Inayat Khan’s universal sufism offers a number or various practices which, in a simplified way, can be divided into the following groups:
- Personal contact with the teacher, being around the teacher,
- Studying texts suggested by the teacher,
- Simple physical exercises,
- Invocations, prayers and blessings,
- Breathing-rectifying/purifying exercises (e.g..20 purifying breaths) and breathing-concentrating exercises (called pranayama or kasab),
- Concentration (muraqaba),
- Shagal (exercises connected with working with the senses and emotions)
- Wazifa (meditation practice with mantra recited aloud, sometimes combined with visual concentration or visualisation),
- Fikar/fikr (meditation practice with silent mantra given in the thoughts, synchronised with breathing),
- Sama/sema (practice of silence preceded by meditative music),
- Zikar (also zikr, dhikr; meditative practice where a certain mantra is combined with a torso movement and a selected intention).
Each of these groups of practices is used for a specific purpose. In sufi practice physical exercises are used for releasing the tension, strengthening the body and preparing it for meditation. Prayers are used to create an appropriate state of mind, i.e. raising one’s mind to a certain ideal. Breathing-purifying practices and breathing-concentrating practices are used to clear the body and mind, as well as to prepare for meditation. A similar purpose is served by the muraqaba (concentration) practice, shagal (practices of restraining/withdrawing the senses) and sama (practice of silence after the meditation with music). Wazifa and fikar represent a great variety of meditative practices that are based on mantra. They are supposed to help with the work on specific qualities as each mantra (wazifa) is connected with a given quality. Zikar is a set of practices supposed to be leading to renounce/cast away one’s false conditionings and to understanding one’s true, free from suffering, nature.
Some traditions/lineages, originating from Inayat Khan’s teaching, also suggest walking meditation (walked zikar, walked fikar) as well as meditative dances. The former and the latter technique is a preparatory practice for the proper meditative practice (wazifa, fikar and especially zikar).
Other areas of Inayat Khan’s teaching
Inayat Khan’s teaching wasn’t limited solely to teaching a meditative practice (i.e. to the Esoteric School/sufi order). It also comprised other areas. Basically, in the main stream of Inayat’s linage the teachings entailed the following areas:
- Esoteric School (Sufi Order) – meditation practice, the character of which I have described above.

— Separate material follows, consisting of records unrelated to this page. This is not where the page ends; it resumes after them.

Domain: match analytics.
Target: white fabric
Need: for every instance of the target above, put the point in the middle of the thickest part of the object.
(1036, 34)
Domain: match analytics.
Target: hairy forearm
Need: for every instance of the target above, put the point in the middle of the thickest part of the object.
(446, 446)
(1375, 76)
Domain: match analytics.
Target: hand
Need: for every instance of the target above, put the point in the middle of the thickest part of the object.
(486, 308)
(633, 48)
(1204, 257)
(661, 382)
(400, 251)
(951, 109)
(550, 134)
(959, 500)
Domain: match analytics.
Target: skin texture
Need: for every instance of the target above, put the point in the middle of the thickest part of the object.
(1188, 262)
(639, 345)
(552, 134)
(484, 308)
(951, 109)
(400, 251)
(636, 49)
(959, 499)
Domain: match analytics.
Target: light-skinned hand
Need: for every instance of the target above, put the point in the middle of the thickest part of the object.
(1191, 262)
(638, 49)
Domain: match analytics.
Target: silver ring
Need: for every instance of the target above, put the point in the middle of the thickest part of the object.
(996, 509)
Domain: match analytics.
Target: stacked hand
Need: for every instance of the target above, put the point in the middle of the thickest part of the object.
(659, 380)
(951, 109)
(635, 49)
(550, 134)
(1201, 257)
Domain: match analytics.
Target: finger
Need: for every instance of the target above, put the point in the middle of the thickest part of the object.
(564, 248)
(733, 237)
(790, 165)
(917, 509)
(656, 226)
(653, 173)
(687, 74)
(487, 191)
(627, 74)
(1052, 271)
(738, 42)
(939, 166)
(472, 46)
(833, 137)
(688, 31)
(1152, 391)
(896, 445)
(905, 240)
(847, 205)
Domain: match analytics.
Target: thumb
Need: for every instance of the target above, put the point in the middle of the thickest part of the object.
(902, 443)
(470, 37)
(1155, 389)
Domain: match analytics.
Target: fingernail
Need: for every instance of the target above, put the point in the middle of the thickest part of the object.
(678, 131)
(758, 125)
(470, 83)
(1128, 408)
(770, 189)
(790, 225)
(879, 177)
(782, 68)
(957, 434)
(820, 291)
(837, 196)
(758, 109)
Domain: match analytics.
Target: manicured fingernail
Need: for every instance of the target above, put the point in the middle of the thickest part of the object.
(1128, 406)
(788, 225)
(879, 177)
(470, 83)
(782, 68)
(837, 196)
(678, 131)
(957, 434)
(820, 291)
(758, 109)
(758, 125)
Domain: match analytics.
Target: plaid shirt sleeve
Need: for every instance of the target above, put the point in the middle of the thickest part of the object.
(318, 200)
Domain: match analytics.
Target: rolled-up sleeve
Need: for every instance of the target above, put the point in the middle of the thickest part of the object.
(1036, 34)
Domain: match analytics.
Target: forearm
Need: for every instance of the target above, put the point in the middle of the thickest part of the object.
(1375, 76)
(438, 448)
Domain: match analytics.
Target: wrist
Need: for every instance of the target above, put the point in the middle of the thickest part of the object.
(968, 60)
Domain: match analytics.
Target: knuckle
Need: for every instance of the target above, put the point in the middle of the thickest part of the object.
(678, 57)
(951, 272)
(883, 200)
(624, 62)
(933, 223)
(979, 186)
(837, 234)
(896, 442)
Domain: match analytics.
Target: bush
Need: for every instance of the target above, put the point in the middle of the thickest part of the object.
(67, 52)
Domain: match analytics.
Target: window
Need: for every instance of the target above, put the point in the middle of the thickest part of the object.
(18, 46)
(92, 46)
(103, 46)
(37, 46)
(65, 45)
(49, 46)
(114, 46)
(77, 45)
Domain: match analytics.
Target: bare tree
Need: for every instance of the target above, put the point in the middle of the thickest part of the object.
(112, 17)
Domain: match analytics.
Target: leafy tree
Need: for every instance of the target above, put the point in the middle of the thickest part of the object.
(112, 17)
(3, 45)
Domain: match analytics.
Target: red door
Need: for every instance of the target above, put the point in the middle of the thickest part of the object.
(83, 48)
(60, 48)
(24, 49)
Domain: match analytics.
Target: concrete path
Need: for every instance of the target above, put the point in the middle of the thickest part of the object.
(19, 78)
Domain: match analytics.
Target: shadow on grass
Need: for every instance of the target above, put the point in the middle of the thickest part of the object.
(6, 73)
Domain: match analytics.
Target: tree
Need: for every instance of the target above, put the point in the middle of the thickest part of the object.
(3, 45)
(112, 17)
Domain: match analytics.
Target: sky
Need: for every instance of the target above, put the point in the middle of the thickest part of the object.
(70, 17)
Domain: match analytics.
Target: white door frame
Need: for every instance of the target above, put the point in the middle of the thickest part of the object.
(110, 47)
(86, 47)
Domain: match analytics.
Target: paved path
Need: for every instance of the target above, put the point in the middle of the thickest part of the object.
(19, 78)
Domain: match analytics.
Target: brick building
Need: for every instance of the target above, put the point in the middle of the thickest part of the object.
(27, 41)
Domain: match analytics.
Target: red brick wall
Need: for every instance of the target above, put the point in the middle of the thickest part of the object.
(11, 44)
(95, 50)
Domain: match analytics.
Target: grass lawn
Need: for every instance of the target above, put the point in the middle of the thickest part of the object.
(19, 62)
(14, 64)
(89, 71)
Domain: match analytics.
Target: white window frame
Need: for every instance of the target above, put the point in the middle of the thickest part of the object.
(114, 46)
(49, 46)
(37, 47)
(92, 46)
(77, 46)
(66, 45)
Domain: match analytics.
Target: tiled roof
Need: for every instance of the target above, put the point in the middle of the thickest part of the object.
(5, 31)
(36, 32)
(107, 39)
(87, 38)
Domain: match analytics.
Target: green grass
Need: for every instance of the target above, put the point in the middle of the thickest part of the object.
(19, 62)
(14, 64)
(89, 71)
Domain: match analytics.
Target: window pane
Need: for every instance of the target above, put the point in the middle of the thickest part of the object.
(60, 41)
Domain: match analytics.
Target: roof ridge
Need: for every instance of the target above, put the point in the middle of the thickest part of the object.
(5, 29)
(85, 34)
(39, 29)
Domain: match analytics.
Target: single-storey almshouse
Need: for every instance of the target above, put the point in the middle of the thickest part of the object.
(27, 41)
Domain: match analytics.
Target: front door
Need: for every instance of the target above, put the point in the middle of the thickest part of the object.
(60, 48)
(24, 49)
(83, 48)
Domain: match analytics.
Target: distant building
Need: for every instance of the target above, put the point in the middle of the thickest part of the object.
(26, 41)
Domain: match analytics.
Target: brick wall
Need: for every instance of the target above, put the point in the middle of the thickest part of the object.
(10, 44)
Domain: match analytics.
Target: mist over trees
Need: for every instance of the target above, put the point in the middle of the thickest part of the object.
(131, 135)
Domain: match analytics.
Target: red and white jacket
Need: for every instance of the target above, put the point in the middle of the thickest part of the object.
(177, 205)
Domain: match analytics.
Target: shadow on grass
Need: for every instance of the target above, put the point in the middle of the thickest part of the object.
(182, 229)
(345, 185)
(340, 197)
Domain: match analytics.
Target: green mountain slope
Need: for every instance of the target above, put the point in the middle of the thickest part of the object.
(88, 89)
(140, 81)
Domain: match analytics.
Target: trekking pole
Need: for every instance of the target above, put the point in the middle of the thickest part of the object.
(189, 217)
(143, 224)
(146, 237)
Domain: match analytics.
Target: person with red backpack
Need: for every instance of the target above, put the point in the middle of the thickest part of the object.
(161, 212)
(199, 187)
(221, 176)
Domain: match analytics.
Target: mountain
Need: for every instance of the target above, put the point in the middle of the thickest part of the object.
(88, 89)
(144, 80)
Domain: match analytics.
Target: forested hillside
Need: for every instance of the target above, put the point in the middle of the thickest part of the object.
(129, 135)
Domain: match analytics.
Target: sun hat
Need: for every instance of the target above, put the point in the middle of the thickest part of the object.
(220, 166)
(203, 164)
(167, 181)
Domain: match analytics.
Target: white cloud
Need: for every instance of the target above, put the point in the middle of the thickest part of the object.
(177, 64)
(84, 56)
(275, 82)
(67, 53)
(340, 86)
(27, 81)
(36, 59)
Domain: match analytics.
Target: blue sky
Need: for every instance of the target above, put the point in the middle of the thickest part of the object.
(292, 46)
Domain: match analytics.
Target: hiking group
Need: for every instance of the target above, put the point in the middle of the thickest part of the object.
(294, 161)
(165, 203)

- Universal Worship – a ritual where individuals get a unified experience within various religions through reading from holy books of different religions on one given subject;
- Healing Order – formed by groups focused on work with conscioussness aimed at healing;
- Mistic symbolism – an area of the practice focused on a deeper understanding of symbols in everyday life, the essence of the practice are 2 rituals: a dance and drama ritual of 5 elements and the Ziraat ritual based on agrarian symbolism;
- Brotherhood/ Sisterhood (Kinship) – an area of sufi teaching where some contents of sufi teaching that are understood and accessible to the non-initiated but could bring some benefits to their everyday lives are shared with non-initiated to the Sufi Order ones.
A little bit beyond the main stream two quite powerful groups of “Universal Peace Dances”, and even a sort of Knight Order (Hazratiyya Order Knights of Purity – Futuwwat-i Safwa-yi Silsila-yi Hazratiyya) that aims at consistent and reflective practicing the principles of good social life (so called Inayat Khan’s iron, bronze, silver and golden principles). I will write about this specific activity in another article some time.